A book for those arriving at the magical point of old age and are able to admit it. The author herself is Eighty-something and trained in the profession of psychology. I would highly recommend you read this book if you are interested in the subject of aging. It is a must read for those who are already arriving at old age, have parents up in age, or want to be a better friend to those nearly eightysomething!
Upbeat thoughtful overview by an 80 something with stories from many interviews
The challenges but also the joys. Health crises, new relationships, reluctance to embrace change. A lot of adjustments are needed. Useful reading for adult children of ageing parents, but probably most useful for those starting to consider life beyond retirement.

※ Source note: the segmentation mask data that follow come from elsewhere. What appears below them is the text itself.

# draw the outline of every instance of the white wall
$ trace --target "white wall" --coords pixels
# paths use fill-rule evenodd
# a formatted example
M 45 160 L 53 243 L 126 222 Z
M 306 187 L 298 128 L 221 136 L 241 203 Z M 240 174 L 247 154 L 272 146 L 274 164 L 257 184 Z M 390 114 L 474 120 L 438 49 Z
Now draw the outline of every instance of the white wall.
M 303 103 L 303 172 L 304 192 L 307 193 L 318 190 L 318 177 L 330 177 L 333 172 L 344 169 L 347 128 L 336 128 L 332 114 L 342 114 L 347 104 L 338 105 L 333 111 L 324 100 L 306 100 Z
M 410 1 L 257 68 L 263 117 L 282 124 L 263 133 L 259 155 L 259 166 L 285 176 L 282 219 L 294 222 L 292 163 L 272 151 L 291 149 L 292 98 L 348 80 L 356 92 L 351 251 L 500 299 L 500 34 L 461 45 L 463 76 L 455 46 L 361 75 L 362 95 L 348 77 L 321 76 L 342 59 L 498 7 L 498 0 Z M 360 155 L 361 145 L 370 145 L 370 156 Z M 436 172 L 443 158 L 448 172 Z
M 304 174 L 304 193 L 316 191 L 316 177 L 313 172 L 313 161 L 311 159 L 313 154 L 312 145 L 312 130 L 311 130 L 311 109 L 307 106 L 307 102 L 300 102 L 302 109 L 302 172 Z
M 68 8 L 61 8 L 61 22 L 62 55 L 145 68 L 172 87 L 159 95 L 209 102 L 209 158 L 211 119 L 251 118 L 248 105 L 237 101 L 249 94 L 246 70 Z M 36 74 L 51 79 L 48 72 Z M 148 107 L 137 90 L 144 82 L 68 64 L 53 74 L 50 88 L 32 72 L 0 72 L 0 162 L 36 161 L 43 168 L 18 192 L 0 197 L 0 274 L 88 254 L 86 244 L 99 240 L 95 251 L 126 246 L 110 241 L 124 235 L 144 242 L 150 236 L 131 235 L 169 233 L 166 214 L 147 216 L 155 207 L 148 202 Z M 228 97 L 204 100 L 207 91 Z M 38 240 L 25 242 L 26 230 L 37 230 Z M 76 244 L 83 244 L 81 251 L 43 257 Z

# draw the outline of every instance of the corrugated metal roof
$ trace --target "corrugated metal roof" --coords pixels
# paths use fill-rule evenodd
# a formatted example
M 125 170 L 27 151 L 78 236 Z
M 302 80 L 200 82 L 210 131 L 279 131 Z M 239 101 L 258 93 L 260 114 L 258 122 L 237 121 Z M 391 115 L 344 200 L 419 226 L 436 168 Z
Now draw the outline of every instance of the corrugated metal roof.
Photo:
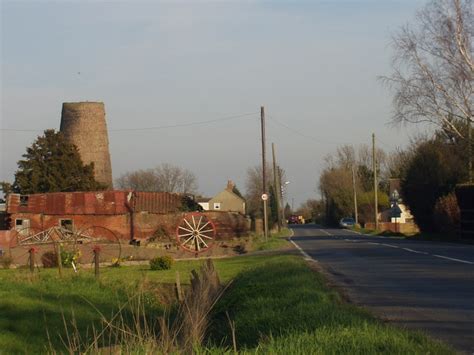
M 130 195 L 131 194 L 131 195 Z M 182 196 L 167 192 L 131 192 L 125 190 L 97 192 L 54 192 L 21 196 L 10 194 L 7 213 L 42 213 L 52 215 L 129 213 L 130 206 L 137 212 L 174 213 L 182 206 Z M 23 203 L 22 203 L 23 201 Z

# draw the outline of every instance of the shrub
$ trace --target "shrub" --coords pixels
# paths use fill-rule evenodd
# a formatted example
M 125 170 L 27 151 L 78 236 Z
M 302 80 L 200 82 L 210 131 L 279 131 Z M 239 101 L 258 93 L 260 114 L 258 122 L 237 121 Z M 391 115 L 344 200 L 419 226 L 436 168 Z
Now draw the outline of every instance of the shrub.
M 158 256 L 150 260 L 151 270 L 168 270 L 171 269 L 174 260 L 170 256 Z
M 461 211 L 454 193 L 440 197 L 436 201 L 433 219 L 436 229 L 440 232 L 454 233 L 459 229 Z
M 71 267 L 73 262 L 77 264 L 79 257 L 79 252 L 61 250 L 61 263 L 63 266 Z
M 2 267 L 4 269 L 9 269 L 12 262 L 13 262 L 13 259 L 11 256 L 8 256 L 8 255 L 0 256 L 0 264 L 2 264 Z
M 43 267 L 57 267 L 58 256 L 55 251 L 47 251 L 41 255 L 41 263 Z

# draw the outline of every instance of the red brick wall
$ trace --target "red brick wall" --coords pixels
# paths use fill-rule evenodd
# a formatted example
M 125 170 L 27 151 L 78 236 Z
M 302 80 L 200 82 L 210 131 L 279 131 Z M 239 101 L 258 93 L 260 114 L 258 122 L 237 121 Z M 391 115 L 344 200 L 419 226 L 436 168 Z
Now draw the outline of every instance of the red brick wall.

I'm not in my eighties, but my mom is and she recommended this one. She said nobody ever really told her what to expect as she aged to this point, and she thought this would help me for my own life as well as helping to understand her and what she is going through. It was a decent read. I've recommended it to a few friends with octogenarian parents.
For those of us with parents in their 80's I'd encourage you and them to read to gain insight and understanding to what is important. It made a huge difference with me and my mom in understanding each other.
Good range of people discussed. Lends real strength to her observations and insights. Amazingly extensive references to further reading. Resonates with and helps to put my own experience as an 87 year old into perspective.
I really enjoyed it. A good read for people who are in their 80s and their families as well. The author interview is 128 people who are in their 80s and there is a treasure trove of advice on aging wisely and staying happy.
Fascinating research by a psychologist in her 80s. 120+ interviews provide a strong spectrum of experience and Esty's work helps people look ahead to aging with anticipation, not fear.
Good for understanding your 80something family members or friends, as well as looking ahead for yourself. Easy read. Definitely not scientific, nor does it pretend to be.